35.0 mL of a 0.250 M solution of KOH is titrated with 0.150 M HCl. After 35.0 mL of the HCl has been added, the resultant solution is:

Well, after adding 35.0 mL of the HCl, I hope you had your umbrella handy because things might have gotten a little acidic! The resultant solution is bound to be a bit sour, and definitely not recommended for a refreshing beverage.

To determine the resultant solution after the addition of 35.0 mL of 0.150 M HCl to 35.0 mL of 0.250 M KOH, we need to consider the reaction between these two compounds.
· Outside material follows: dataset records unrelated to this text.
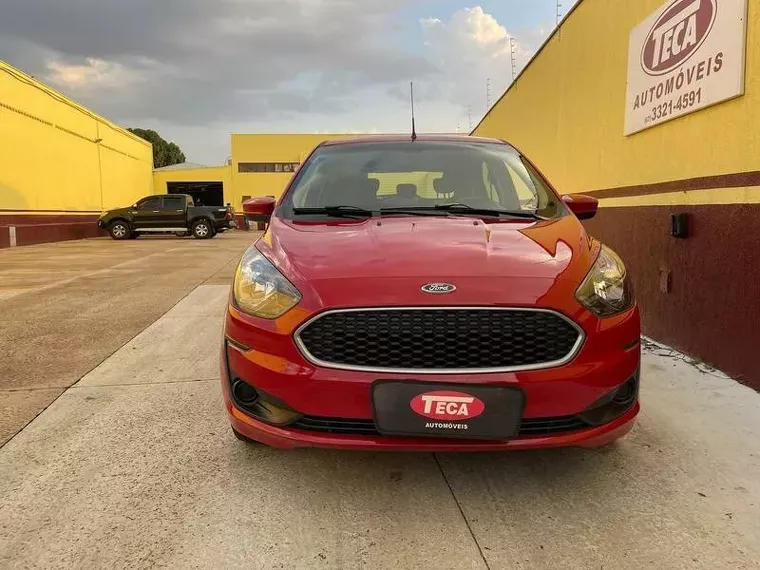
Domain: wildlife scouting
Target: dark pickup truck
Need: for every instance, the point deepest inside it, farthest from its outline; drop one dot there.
(167, 213)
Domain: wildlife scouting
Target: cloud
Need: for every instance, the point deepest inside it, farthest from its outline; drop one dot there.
(471, 48)
(198, 62)
(196, 70)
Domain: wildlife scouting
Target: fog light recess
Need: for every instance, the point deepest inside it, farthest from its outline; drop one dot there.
(244, 393)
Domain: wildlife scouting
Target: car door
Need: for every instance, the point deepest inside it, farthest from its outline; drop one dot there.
(148, 213)
(173, 212)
The balanced chemical equation for the reaction between KOH and HCl is:

KOH + HCl -> KCl + H2O

From the balanced equation, we can see that KOH reacts with HCl in a 1:1 ratio. This means that one mole of KOH reacts with one mole of HCl to produce one mole of KCl and one mole of water.

First, let's calculate the number of moles of HCl added to the solution:

Number of moles of HCl = Volume of HCl (in L) * Concentration of HCl

Given that the volume of HCl added is 35.0 mL (which is equivalent to 0.0350 L) and the concentration of HCl is 0.150 M, we can calculate:

Number of moles of HCl = 0.0350 L * 0.150 mol/L = 0.00525 mol

Since the reaction is in a 1:1 molar ratio between KOH and HCl, the number of moles of KOH that reacted is also 0.00525 mol.

Next, let's calculate the remaining moles of KOH in the solution:

Number of moles of KOH remaining = Initial moles of KOH - Moles of KOH reacted

The initial moles of KOH can be calculated by multiplying the volume of KOH (35.0 mL or 0.0350 L) by the concentration of KOH (0.250 M):

Initial moles of KOH = 0.0350 L * 0.250 mol/L = 0.00875 mol

Number of moles of KOH remaining = 0.00875 mol - 0.00525 mol = 0.00350 mol

Finally, let's find the concentration of KOH in the resultant solution:

Concentration of KOH = Number of moles of KOH remaining / Volume of resultant solution

The volume of the resultant solution is the sum of the volumes of KOH and HCl added, which is 35.0 mL + 35.0 mL = 70.0 mL (0.0700 L).

Concentration of KOH = 0.00350 mol / 0.0700 L = 0.0500 M

Therefore, the resultant solution after the addition of 35.0 mL of 0.150 M HCl to 35.0 mL of 0.250 M KOH is a 0.0500 M solution of KOH.

Jake, follow the same procedure I showed you above on your NaOH/HCl titration. Determine if the acid or the base is in excess. That will determine whether the solution at that point is acidic or basic. Post your work if you get stuck.